State | Black Rate | White Rate | B to W Ratio |
Missouri | 239.1 | 6.0 | 40 |
District of Columbia | 233.4 | ||
Illinois | 203.1 | 2.6 | 78 |
Louisiana | 198.2 | 6.5 | 30 |
Indiana | 194.3 | 7.3 | 27 |
Pennsylvania | 178.6 | 2.8 | 64 |
Arkansas | 175.8 | 7.8 | 23 |
Wisconsin | 174.0 | 2.0 | 89 |
Kentucky | 168.4 | 7.0 | 24 |
Tennessee | 165.8 | 5.2 | 32 |
Ohio | 162.7 | 4.8 | 34 |
Alabama | 158.3 | 6.5 | 24 |
Mississippi | 149.8 | 9.9 | 15 |
Oregon | 139.2 | 4.2 | 33 |
South Carolina | 137.8 | 5.3 | 26 |
Michigan | 125.9 | 2.9 | 43 |
Delaware | 122.7 | ||
Maryland | 114.7 | 4.6 | 25 |
Iowa | 110.1 | ||
North Carolina | 105.8 | 5.6 | 19 |
Virginia | 101.5 | 3.3 | 31 |
Nebraska | 98.0 | 3.7 | 26 |
Georgia | 95.6 | 6.1 | 16 |
Kansas | 93.0 | 4.6 | 20 |
Colorado | 92.6 | 4.4 | 21 |
Arizona | 91.6 | 5.5 | 17 |
Oklahoma | 90.6 | 6.7 | 14 |
Texas | 89.1 | 7.7 | 12 |
Florida | 89.0 | 5.0 | 18 |
Minnesota | 88.1 | 1.5 | 57 |
California | 85.0 | 3.9 | 22 |
Nevada | 80.8 | 6.5 | 12 |
Connecticut | 73.7 | ||
Washington | 72.7 | 3.9 | 19 |
West Virginia | 65.4 | 5.1 | 13 |
New Jersey | 58.4 | 1.2 | 49 |
New York | 58.3 | 1.3 | 45 |
Massachusetts | 44.9 | ||
Alaska | |||
Hawaii | |||
Idaho | |||
Maine | |||
Montana | 6.2 | ||
New Hampshire | |||
New Mexico | 12.5 | ||
North Dakota | |||
Rhode Island | |||
South Dakota | |||
Utah | 2.6 | ||
Vermont | |||
Wyoming | |||
Total | 119.7 | 4.3 | 28 |
For privacy reasons, the CDC doesn’t list homicides in states with fewer than 10 in 2020-2022. For example, I’m not sure if a young white man has been murdered with a gun in D.C. since Seth Rich in 2016.
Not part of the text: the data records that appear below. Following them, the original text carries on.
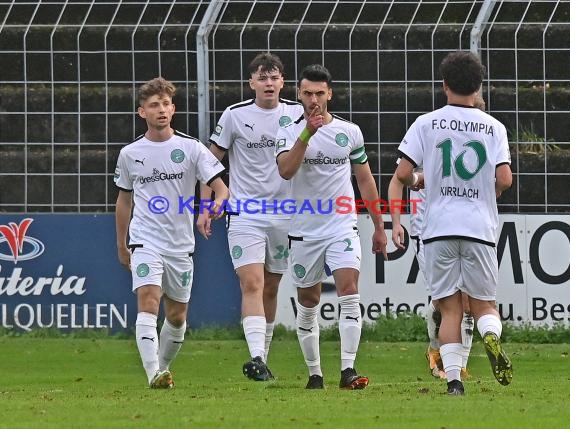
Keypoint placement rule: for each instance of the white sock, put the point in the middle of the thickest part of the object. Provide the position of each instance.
(432, 327)
(451, 357)
(467, 326)
(254, 328)
(171, 339)
(490, 323)
(147, 342)
(268, 337)
(308, 335)
(349, 327)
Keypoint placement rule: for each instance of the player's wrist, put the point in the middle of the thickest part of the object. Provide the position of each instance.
(416, 179)
(305, 136)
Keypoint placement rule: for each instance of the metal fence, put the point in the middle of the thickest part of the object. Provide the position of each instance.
(70, 70)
Here’s the white rate mapped, with pinkish being not enough data:
The worst black to white ratio of homicide over the last 3 years is in Wisconsin, where young black men, age 15-24, were 89 times as likely to die by homicide as white men of the same age. The second biggest gap was in Illinois at 78x. The narrowest gaps were in Nevada and Texas (12x) and West Virginia (13x).